NewsBite

Ashes 2019: Is this the man to tame Steve Smith? Jofra Archer can live up to hype

Jofra Archer can ask questions of Steve Smith that England have not been able to in the past seven Tests.

English hopes hang on fast bowler Jofra Archer, right, to blunt the batting brilliance of Australia's Steve Smith, left. Pictures: AFP/AP
English hopes hang on fast bowler Jofra Archer, right, to blunt the batting brilliance of Australia's Steve Smith, left. Pictures: AFP/AP

It is hard to think of an England debut in recent years that has been more hotly anticipated than that of Jofra Archer’s today.

You have to go back 14 years to Kevin Pietersen’s Test debut against Australia at Lord’s, or maybe 14 years before that to Graeme Hick’s long-awaited bow against West Indies at Headingley. As imports who had to bide their time, both will have a keen understanding of what the Sussex fast bowler is feeling this morning.

Pietersen’s impact was immediate and resulted in a great, if tumultuous, England career; Hick’s was less startling and the returns — an average of 31.32 from 65 Tests — never quite matched the initial expectation and hype. Archer may be buffeted more by the slings and arrows of fortune than either, injuries being a key determinant of a bowler’s longevity, but my guess is that, with a fair wind and a dollop of good luck, the 24-year-old will have a very significant England career. There is so much to look forward to.

Hick faced two issues that will not affect Archer.
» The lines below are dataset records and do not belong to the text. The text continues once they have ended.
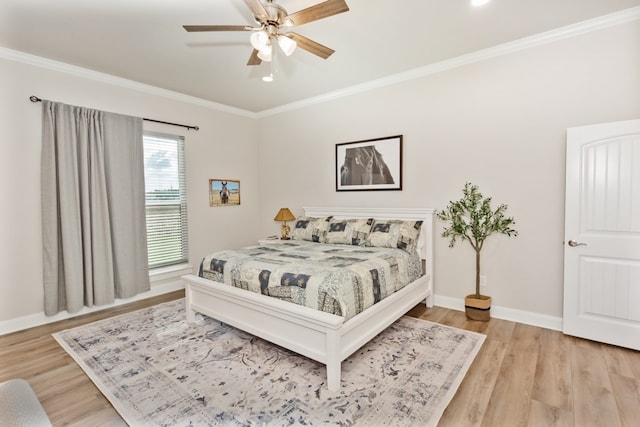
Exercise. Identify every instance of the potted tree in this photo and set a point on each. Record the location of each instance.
(473, 219)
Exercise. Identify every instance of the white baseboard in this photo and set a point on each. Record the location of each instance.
(505, 313)
(38, 319)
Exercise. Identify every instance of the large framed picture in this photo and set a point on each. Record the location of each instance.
(371, 164)
(224, 192)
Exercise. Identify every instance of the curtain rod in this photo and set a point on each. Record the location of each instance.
(34, 98)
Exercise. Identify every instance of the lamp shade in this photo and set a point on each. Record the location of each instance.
(287, 44)
(284, 214)
(259, 40)
(265, 53)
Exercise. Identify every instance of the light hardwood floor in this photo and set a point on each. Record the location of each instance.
(522, 376)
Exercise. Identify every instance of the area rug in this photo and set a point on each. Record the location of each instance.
(157, 370)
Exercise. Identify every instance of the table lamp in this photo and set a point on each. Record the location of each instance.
(284, 215)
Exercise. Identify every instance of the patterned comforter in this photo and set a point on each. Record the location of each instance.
(338, 279)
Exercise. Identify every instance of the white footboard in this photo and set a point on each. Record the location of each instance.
(320, 336)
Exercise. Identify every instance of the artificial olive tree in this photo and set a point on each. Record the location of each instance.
(473, 219)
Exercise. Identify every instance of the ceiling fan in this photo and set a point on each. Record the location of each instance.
(274, 21)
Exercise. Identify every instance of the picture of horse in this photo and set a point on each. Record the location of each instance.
(224, 192)
(374, 164)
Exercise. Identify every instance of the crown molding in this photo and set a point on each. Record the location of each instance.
(86, 73)
(595, 24)
(547, 37)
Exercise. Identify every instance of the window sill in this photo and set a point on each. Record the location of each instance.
(171, 272)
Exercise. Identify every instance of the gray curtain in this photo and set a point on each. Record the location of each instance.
(93, 207)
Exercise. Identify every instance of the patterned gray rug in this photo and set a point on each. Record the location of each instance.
(159, 371)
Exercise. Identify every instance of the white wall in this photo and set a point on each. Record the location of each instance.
(500, 123)
(224, 147)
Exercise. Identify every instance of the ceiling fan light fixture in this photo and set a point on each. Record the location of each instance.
(259, 39)
(288, 45)
(265, 53)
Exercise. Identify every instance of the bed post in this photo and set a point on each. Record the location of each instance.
(191, 315)
(334, 360)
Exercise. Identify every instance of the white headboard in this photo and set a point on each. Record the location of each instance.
(425, 241)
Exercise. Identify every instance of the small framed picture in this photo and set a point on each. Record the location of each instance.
(224, 192)
(371, 164)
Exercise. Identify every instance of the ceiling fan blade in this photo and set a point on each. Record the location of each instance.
(318, 11)
(311, 46)
(257, 9)
(196, 28)
(253, 59)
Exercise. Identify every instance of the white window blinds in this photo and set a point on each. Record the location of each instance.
(166, 199)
Born in Zimbabwe, he had to wait seven years to play Test cricket by which time he was already 17,000 first-class runs into his career, the edge dulled by too much county cricket for Worcestershire. Nor had he spent any time around the England dressing room by the time he came into it. “I didn’t know anyone really,” he later said. “I did feel like a foreigner in the dressing room.”

World Cup advantage

Archer, who has an English father and was born in Barbados, would have had to wait seven years had the regulations not been changed, sneakily, just in time for the World Cup. Otherwise he might have been lost to international cricket for good, or, if not, three prime years of what is a short career as a fast bowler would have been spent at a lower level.

The seven-week experience in the World Cup, when he took 20 wickets, will be invaluable for him now: he knows the players, the coaching staff, the set-up, and they know him. He is not coming in cold, as Hick did; he starts, instead, like Pietersen, who had the benefit of a one-day tour to South Africa and Zimbabwe before his Test debut.

The World Cup, and especially the closing stages of it, put to rest any questions about Archer’s temperament.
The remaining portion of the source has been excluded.